Deep learning methods rely less on human knowledge, use more computation, and are accompanied by learning from large training sets, resulting in better speech recognition systems. Just like in games, researchers are always trying to make the system work the way they want it to work - they are trying to put knowledge into the system - but it often turns out that the end result is counterproductive and a huge waste of the researcher's time. time. But with Moore's Law, researchers can take massive amounts of calculations and find a way to use them efficiently.
A similar pattern exists in the field of computer vision. Early methods considered vision to search edges, generalized cylinders, or depend on SIFT features. But today, all these methods have been abandoned. Modern deep learning neural networks achieve better results using just convolutions and some concepts of invariance.
This is a very big lesson. Because we are still making the same kinds of mistakes, we still don’t fully understand the field of artificial intelligence. To see this and effectively avoid making the same mistakes, we must understand why these mistakes lead us astray. We must learn the hard lesson that sticking to our mindset doesn’t work in the long run.

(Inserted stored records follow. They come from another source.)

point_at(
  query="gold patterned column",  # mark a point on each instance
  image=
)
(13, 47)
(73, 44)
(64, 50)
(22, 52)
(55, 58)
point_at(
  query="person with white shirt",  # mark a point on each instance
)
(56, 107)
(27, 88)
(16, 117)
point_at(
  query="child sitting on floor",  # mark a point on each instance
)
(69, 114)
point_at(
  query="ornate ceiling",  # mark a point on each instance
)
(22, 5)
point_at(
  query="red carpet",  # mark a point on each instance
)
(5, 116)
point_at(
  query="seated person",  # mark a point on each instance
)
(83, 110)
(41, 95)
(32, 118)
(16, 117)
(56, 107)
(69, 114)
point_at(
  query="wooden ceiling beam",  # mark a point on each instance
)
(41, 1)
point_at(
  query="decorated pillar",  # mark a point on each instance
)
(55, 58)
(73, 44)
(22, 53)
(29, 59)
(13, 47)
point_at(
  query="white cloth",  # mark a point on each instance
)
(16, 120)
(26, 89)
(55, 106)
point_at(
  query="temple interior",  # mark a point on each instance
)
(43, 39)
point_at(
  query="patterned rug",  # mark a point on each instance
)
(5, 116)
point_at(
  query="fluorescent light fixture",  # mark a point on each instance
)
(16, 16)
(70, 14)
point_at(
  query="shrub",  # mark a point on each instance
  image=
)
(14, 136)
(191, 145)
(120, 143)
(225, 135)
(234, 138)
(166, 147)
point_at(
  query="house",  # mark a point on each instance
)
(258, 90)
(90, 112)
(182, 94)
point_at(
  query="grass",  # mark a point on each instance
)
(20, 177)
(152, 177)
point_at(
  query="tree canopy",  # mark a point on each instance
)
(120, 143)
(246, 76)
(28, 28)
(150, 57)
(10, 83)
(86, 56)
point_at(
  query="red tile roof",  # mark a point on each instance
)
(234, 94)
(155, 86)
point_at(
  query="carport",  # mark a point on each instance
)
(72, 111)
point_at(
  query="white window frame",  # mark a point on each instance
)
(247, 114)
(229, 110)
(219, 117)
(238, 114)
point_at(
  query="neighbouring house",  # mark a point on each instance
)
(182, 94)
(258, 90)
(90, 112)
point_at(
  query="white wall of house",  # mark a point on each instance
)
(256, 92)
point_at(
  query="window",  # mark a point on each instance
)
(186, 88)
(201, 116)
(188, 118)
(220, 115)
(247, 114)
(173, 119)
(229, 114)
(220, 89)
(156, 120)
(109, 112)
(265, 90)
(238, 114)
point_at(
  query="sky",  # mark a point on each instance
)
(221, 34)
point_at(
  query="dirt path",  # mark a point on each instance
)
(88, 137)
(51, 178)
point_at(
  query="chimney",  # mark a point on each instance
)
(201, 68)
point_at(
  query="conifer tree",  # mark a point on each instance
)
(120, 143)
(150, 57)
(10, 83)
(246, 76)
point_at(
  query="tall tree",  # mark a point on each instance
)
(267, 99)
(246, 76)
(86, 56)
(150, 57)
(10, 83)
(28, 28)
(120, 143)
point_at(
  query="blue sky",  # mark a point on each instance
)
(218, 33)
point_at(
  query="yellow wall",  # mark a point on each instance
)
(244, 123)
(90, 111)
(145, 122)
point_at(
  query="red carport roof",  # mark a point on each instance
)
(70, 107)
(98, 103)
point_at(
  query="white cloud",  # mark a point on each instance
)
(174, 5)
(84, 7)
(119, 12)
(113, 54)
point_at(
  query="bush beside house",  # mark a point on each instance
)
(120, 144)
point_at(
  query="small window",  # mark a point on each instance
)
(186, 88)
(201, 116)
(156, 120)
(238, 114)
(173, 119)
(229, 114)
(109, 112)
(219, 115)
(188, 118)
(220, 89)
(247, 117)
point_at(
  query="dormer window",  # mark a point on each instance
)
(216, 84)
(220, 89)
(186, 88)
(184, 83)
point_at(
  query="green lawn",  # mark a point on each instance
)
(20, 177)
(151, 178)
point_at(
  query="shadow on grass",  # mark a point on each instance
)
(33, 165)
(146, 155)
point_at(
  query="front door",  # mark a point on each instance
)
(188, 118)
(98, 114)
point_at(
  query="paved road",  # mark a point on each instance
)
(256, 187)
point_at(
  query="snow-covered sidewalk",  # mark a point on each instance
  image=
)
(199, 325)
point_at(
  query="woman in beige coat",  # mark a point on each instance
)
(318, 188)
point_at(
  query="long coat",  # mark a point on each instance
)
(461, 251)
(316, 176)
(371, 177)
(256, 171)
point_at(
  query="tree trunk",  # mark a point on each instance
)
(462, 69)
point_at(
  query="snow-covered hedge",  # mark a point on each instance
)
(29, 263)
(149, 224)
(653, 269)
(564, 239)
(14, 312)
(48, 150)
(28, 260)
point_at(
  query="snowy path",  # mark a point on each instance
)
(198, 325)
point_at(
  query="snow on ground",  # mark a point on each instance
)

The painful lesson is based on the following historical observations:
- AI researchers often try to build knowledge into their own agents,
- In the short term, this is often helpful and satisfies researchers,
- But in the long run, this will stall researchers and even inhibit further development.
- Breakthroughs may ultimately come through an opposite approach—based on search and learning based on large-scale computation. Final success often has a bitter taste and cannot be fully digested because it was not achieved through a likeable, people-centered approach.
One thing we should learn the hard way is that general-purpose methods are very powerful, and they will continue to scale as computing power increases, even as the available computation becomes very large. Search and learning seem to be exactly two methods that can be expanded at will in this way.
Richard S. Sutton, the godfather of reinforcement learning, is currently a professor at the University of Alberta in Canada.
The second general idea we learn the hard way is that the actual content of consciousness is extremely complex; we should not try to think about the content of consciousness in simple ways, such as thinking about space, objects, multi-agents, or symmetries. All of this is part of the arbitrary, inherently complex external world.
The reason they should not be intrinsic is that the complexity is infinite; instead we should only build meta-methods that can find and capture this arbitrary complexity. The key to these methods is that they are able to find good approximations, but the search for them should be done by our method, not ourselves.
We want AI agents to discover new things like we do, rather than rediscover what we discovered. Building on what we have discovered only makes it more difficult to see how well the discovery process has been accomplished.